One can then get a quick and dirty summary of how many genes are differentially expressed, setting the FDR threshold,where the "fdr" and "BH" methods are synonymous for Benjamini Hochberg adjusted p-values.

13. Get summary table:
```{r,echo=TRUE}
summary(decideTests(fit,adjust.method="fdr",p.value = 0.05))
```
One piece of important info is the factor relative to which logfold change is being calculated, i.e. low will be the numerator for logfold change calculations.

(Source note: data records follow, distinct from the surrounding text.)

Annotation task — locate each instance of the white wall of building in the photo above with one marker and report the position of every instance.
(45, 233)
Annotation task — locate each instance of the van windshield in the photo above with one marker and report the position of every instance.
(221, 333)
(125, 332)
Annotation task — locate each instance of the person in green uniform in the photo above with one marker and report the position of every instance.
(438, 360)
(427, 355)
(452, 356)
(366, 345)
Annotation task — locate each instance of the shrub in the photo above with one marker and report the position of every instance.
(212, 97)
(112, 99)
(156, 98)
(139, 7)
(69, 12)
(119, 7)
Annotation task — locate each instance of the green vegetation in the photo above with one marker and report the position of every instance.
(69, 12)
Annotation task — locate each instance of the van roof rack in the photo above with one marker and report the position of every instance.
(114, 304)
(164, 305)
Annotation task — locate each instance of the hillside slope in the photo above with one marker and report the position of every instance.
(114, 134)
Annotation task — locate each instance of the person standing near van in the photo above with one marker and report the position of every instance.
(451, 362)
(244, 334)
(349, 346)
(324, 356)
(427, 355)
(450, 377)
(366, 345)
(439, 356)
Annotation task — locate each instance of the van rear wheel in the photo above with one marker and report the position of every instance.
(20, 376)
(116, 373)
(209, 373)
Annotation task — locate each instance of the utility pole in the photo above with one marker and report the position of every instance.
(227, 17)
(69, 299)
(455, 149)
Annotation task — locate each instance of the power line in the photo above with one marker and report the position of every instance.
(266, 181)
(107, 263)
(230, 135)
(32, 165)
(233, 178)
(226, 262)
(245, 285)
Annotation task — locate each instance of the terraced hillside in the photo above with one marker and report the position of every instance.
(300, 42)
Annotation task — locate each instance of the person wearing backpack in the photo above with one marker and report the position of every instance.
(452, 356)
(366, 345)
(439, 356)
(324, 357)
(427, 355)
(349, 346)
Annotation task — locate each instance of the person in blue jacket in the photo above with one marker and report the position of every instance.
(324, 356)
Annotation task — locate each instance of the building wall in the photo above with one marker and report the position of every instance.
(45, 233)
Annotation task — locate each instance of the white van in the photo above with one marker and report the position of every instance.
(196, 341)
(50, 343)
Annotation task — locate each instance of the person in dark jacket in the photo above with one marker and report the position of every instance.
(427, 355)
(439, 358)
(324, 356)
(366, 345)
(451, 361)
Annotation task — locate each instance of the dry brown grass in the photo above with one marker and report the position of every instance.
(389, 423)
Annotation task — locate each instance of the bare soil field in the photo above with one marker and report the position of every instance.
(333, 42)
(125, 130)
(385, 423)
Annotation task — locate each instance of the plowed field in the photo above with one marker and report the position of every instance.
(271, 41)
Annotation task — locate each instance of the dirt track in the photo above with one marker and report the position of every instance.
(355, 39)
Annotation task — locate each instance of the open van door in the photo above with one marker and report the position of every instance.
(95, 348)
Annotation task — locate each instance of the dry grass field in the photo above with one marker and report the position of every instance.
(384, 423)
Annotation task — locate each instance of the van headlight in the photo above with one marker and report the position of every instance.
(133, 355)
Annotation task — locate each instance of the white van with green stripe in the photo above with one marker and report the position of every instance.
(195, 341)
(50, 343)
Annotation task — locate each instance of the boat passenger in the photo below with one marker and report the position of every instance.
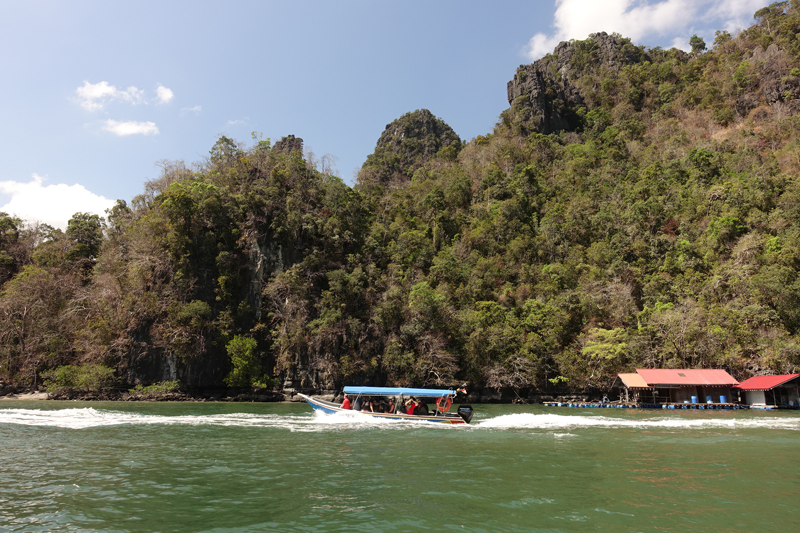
(383, 406)
(375, 406)
(367, 406)
(410, 406)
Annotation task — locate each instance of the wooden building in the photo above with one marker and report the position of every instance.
(771, 391)
(666, 385)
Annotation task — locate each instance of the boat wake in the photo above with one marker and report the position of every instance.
(562, 425)
(94, 418)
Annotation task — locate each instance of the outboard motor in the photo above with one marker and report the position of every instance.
(466, 412)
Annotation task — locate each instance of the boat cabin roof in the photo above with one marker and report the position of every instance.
(399, 391)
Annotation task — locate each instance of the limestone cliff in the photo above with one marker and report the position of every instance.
(407, 144)
(545, 96)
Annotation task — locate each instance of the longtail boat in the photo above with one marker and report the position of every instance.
(443, 401)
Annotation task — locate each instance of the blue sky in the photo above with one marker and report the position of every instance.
(95, 94)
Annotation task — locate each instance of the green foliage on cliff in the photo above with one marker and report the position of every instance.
(663, 230)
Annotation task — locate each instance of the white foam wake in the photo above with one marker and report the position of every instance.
(567, 422)
(92, 418)
(315, 421)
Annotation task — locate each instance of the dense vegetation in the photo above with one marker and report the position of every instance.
(659, 228)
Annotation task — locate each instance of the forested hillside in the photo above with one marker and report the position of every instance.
(633, 207)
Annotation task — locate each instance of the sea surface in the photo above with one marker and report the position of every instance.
(222, 467)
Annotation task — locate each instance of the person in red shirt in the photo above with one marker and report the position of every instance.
(410, 406)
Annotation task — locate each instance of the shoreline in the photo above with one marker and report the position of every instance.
(26, 396)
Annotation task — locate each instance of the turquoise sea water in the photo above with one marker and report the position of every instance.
(219, 467)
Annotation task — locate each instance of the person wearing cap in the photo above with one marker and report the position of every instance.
(410, 406)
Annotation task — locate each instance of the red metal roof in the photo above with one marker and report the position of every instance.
(633, 381)
(668, 376)
(765, 382)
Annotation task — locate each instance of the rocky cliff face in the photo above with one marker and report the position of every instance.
(406, 144)
(545, 96)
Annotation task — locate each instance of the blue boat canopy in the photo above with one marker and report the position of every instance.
(397, 391)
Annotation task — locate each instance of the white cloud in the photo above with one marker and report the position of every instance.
(130, 128)
(93, 97)
(196, 110)
(640, 19)
(164, 95)
(50, 204)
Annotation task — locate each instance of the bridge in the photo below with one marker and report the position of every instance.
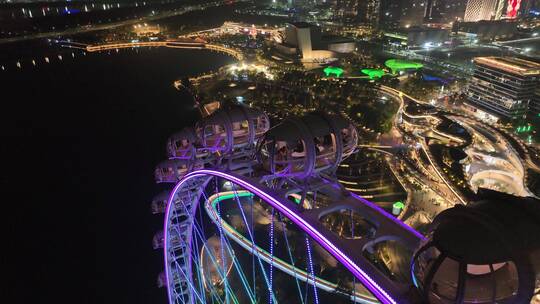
(175, 44)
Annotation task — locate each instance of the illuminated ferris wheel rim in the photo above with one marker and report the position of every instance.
(281, 205)
(210, 206)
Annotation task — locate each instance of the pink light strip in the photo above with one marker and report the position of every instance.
(366, 280)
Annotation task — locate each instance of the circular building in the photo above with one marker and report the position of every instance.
(300, 146)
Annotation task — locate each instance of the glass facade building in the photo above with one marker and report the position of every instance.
(503, 86)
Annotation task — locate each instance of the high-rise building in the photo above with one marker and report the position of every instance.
(369, 12)
(444, 11)
(347, 10)
(483, 10)
(503, 86)
(402, 13)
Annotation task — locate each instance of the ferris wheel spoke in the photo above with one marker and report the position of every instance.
(250, 233)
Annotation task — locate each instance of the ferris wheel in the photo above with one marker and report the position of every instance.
(256, 215)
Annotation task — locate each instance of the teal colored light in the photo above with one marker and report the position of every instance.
(229, 196)
(374, 73)
(398, 205)
(243, 194)
(397, 65)
(333, 70)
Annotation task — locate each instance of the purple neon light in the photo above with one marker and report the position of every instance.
(366, 280)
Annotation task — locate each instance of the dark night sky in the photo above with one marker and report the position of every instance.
(79, 144)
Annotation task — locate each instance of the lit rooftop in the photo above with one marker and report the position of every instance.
(511, 65)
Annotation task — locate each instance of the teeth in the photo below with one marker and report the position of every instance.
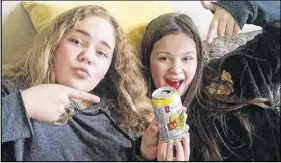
(174, 83)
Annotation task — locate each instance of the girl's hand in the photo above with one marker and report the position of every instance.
(166, 150)
(47, 102)
(150, 139)
(222, 22)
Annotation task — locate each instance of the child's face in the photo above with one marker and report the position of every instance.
(173, 62)
(83, 57)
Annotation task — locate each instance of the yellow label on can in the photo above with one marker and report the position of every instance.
(164, 102)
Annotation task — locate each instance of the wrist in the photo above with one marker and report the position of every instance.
(25, 103)
(145, 155)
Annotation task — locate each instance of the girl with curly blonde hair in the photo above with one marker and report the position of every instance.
(79, 95)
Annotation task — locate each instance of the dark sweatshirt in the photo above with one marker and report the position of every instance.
(91, 135)
(255, 72)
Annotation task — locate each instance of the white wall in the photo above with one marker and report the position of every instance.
(199, 15)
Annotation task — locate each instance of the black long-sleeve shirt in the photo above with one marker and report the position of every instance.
(91, 135)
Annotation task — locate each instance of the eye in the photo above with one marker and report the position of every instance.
(162, 58)
(76, 42)
(101, 53)
(186, 59)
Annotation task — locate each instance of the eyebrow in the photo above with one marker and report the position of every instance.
(159, 52)
(85, 33)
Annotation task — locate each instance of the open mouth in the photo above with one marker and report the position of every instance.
(174, 83)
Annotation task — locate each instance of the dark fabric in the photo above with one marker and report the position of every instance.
(255, 71)
(91, 135)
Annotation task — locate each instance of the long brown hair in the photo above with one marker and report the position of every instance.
(207, 113)
(124, 73)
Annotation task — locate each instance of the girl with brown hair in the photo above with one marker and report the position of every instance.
(233, 102)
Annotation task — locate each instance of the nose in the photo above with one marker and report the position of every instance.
(87, 56)
(175, 67)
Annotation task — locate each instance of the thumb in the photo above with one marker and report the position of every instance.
(153, 128)
(208, 5)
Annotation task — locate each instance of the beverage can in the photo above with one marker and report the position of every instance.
(169, 113)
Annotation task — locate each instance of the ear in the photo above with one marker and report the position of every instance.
(208, 5)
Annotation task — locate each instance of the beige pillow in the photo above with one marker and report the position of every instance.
(17, 35)
(19, 27)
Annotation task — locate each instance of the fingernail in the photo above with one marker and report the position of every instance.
(97, 99)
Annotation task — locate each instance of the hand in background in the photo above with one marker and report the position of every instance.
(47, 102)
(222, 22)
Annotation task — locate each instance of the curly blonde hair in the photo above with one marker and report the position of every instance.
(124, 72)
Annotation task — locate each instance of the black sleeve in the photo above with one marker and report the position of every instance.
(261, 13)
(136, 151)
(15, 124)
(255, 66)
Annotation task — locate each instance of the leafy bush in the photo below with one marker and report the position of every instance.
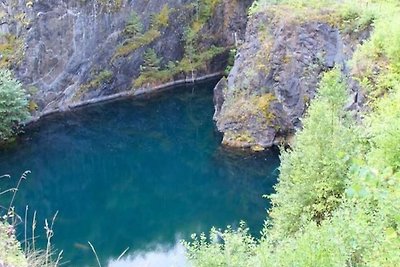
(13, 104)
(313, 174)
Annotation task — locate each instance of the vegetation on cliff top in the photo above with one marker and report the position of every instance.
(195, 57)
(338, 196)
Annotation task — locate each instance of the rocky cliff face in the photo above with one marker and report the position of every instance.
(68, 51)
(276, 73)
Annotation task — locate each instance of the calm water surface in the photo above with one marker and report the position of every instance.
(142, 174)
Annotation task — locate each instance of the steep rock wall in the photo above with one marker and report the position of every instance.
(276, 74)
(68, 51)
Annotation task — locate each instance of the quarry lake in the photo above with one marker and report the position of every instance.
(139, 174)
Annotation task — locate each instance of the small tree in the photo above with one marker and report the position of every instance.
(13, 104)
(151, 62)
(134, 25)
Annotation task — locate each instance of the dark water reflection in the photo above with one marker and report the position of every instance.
(140, 174)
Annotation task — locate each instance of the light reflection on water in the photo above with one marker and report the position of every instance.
(135, 173)
(166, 256)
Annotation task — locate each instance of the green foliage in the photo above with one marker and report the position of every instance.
(134, 26)
(162, 19)
(11, 49)
(338, 198)
(313, 174)
(159, 75)
(136, 42)
(13, 104)
(10, 249)
(150, 61)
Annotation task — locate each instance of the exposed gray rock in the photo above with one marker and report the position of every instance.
(275, 76)
(68, 42)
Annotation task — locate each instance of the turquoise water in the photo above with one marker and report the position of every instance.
(141, 173)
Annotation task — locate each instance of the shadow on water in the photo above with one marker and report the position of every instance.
(141, 173)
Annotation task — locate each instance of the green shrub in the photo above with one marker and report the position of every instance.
(134, 26)
(313, 174)
(13, 104)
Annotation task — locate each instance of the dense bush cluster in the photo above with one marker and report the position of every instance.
(338, 198)
(13, 104)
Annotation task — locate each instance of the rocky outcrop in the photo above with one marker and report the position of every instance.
(70, 50)
(276, 73)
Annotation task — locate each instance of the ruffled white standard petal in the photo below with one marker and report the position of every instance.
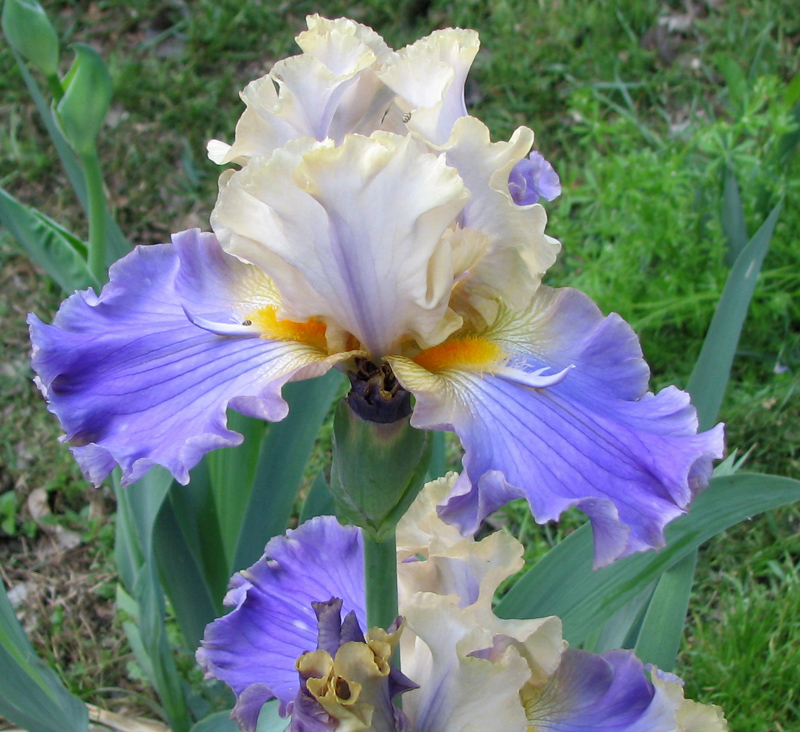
(428, 77)
(351, 235)
(594, 438)
(517, 251)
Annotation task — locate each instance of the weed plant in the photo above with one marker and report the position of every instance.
(643, 107)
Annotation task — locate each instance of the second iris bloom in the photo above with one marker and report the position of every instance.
(385, 231)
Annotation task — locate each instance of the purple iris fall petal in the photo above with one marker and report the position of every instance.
(533, 178)
(253, 649)
(609, 692)
(135, 382)
(629, 459)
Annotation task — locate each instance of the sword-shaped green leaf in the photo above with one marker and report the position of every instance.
(564, 584)
(31, 695)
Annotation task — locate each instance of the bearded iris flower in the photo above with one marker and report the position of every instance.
(373, 219)
(463, 668)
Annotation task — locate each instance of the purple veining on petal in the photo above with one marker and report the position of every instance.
(629, 459)
(609, 692)
(135, 382)
(332, 631)
(253, 649)
(533, 178)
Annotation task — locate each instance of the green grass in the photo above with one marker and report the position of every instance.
(641, 123)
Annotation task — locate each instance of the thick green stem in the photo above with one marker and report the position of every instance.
(97, 215)
(380, 571)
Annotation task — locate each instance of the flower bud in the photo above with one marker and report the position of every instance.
(377, 470)
(30, 34)
(87, 96)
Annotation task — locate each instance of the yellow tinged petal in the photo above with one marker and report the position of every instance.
(311, 332)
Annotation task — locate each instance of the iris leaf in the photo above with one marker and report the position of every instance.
(60, 254)
(564, 584)
(116, 244)
(138, 507)
(31, 695)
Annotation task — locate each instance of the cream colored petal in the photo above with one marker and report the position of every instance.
(350, 235)
(428, 77)
(690, 715)
(328, 91)
(518, 251)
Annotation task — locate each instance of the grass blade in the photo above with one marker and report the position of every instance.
(733, 223)
(709, 379)
(117, 244)
(60, 254)
(659, 638)
(31, 695)
(564, 584)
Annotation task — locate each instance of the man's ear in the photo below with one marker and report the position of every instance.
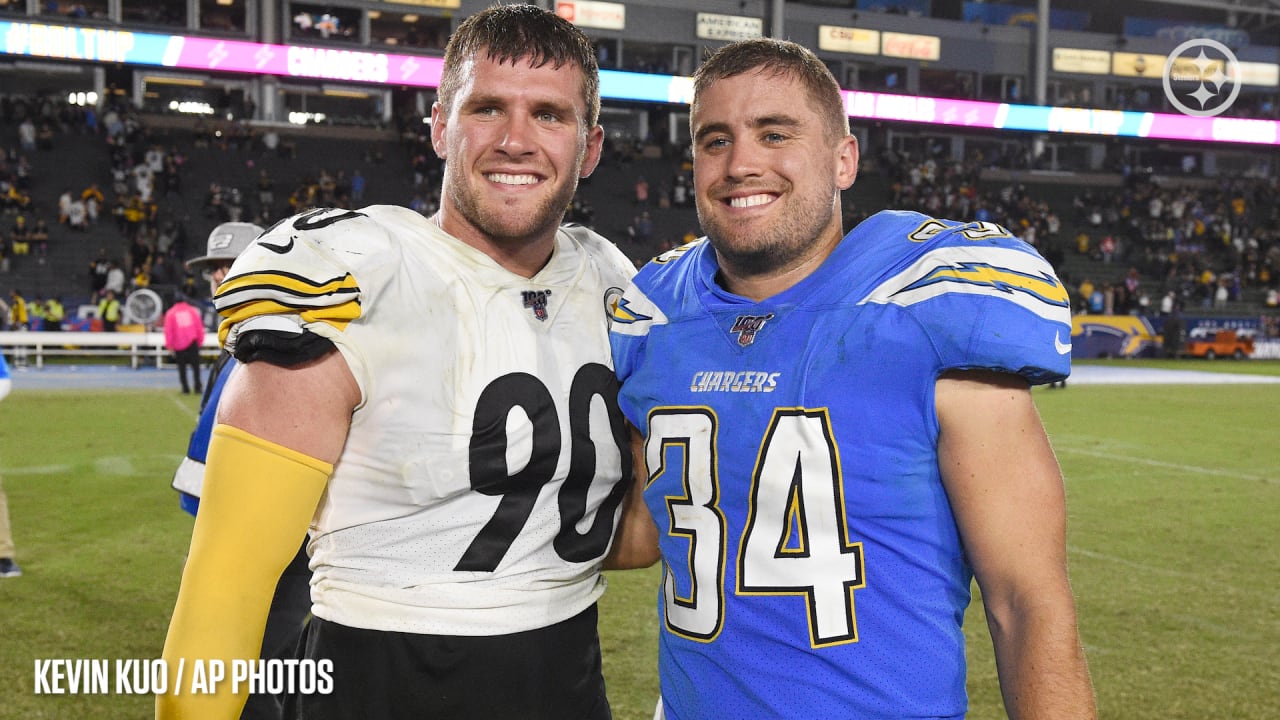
(846, 162)
(438, 128)
(594, 146)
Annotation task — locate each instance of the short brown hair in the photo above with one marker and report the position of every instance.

14. Explore the data by extracting the top 10 DE genes (sorted by p-value):
```{r,echo=TRUE}
topTable(fit, adjust="BH",resort.by="P")
```
The full table will be useful for many purposes, such as creating custom MA or volcano plots with color-coding and symbols to meet your needs.
15. Create a table of all genes (significant and not)
```{r,echo=TRUE}
all_genes<-topTable(fit, adjust="BH",coef="templow", p.value=1, number=Inf ,resort.by="P")
```
coeff = the coefficient or contrast you want to extract  
number = the max number of genes to list  
adjust = the P value adjustment method  
resort.by determines what criteria with which to sort the table  

## Analysis of a 2-factor design
Extending limma to analyze more complex designs is relatively straightforward. A key part is to specify the design matrix properly. For the 2-factor design, one would do this as follows:
16. Construct the design matrix to incorporate temperate and population effects
```{r,echo=TRUE}
population <- factor(s2c$population)
temperature <- factor(s2c$temp, levels=c("low","high"))
design_2factor<- model.matrix(~population+temperature)
design_2factor
```
Then, you would proceed with DE analysis in a similar fashion as with the single factor experiment described above.